He said, see all those exit signs, they are a way out of the room, So think of the word "temptation exit" there is a way out.

Well not sure if I am being told don"t mess with exit signs with extra words??????

So will keep on plugging, and see if I get direction.


----------



## cda (Nov 19, 2019)

So in refining the Code Proposal,

What if::: yea

What if you walk into a new say big box store, and say it has six separate spaced Required Exits.

The Main exit plus five others.


So you start walking, and you see at the other five Required Exits a sign:: With Exit signs above the door::

"""  Do not Use
Go to front exit"""


----------



## mark handler (Nov 19, 2019)

cda said:


> So in refining the Code Proposal,
> What if::: yea
> What if you walk into a new say big box store, and say it has six separate spaced Required Exits.
> The Main exit plus five others.
> ...



That's why they are posted "Emergency exit only; Alarm will sound."
You do not need to regulate that it is common sense
That is the problem with the code; it is regulating things that are not an issue.
"Emergency exit only" is not an issue.


----------



## cda (Nov 19, 2019)

Man my grass roots support is drying up!!!


----------



## cda (Nov 21, 2019)

Well I heard this today, from someone that works in a Fire Marshals office.

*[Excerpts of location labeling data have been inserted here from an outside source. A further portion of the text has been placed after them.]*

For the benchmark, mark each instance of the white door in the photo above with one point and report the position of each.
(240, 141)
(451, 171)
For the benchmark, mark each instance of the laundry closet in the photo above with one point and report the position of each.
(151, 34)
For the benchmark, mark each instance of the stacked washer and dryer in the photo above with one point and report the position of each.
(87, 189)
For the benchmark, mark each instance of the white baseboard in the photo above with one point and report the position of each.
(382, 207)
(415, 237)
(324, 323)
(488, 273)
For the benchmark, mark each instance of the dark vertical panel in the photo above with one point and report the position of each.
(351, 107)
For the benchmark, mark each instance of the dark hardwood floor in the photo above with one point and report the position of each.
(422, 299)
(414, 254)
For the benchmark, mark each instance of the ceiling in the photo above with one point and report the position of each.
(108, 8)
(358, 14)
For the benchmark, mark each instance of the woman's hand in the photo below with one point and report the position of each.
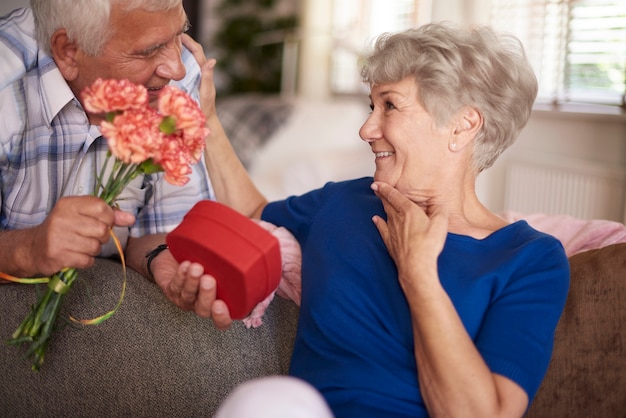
(414, 238)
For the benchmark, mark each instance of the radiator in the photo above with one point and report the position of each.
(581, 189)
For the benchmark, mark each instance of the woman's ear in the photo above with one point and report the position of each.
(64, 52)
(467, 124)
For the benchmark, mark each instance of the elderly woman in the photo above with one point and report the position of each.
(416, 299)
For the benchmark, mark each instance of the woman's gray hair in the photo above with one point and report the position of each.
(456, 67)
(86, 21)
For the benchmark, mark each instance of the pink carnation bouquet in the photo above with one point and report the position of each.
(142, 140)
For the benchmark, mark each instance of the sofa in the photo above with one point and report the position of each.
(152, 360)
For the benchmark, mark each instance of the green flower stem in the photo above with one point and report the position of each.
(36, 329)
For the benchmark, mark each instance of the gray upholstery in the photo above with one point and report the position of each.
(149, 359)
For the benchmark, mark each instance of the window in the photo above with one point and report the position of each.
(577, 47)
(355, 24)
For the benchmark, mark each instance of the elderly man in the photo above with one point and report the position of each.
(51, 149)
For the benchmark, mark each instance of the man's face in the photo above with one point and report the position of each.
(145, 48)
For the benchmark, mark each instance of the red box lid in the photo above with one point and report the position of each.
(243, 257)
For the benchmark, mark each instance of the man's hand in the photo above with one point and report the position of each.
(71, 236)
(190, 289)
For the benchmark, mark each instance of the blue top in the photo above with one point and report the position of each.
(355, 342)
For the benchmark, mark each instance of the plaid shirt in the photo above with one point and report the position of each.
(49, 149)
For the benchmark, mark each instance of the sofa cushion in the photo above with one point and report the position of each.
(587, 375)
(149, 359)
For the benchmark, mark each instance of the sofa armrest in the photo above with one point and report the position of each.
(149, 359)
(587, 374)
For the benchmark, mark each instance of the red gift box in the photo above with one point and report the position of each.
(243, 257)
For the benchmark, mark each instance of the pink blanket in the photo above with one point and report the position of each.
(576, 235)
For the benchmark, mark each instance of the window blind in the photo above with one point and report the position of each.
(355, 24)
(577, 47)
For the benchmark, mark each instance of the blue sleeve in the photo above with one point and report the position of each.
(517, 334)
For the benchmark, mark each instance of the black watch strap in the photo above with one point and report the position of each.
(151, 255)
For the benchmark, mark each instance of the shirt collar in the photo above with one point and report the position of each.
(54, 88)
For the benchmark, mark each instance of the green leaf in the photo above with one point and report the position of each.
(149, 167)
(168, 125)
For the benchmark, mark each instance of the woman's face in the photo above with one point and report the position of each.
(408, 146)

Talking about a sold out concert, and everyone trying to get out, and being herded to one main exit.

""Well there are other exits"

"But, those are only for Emergencies"

" If someone were to set off a fire sprinkler, than they could be used"

What ??? Huh???



Some words just should not be associated with EXIT


----------



## mark handler (Nov 22, 2019)

cda said:


> Man my grass roots support is drying up!!!


"...grass roots support..."???


----------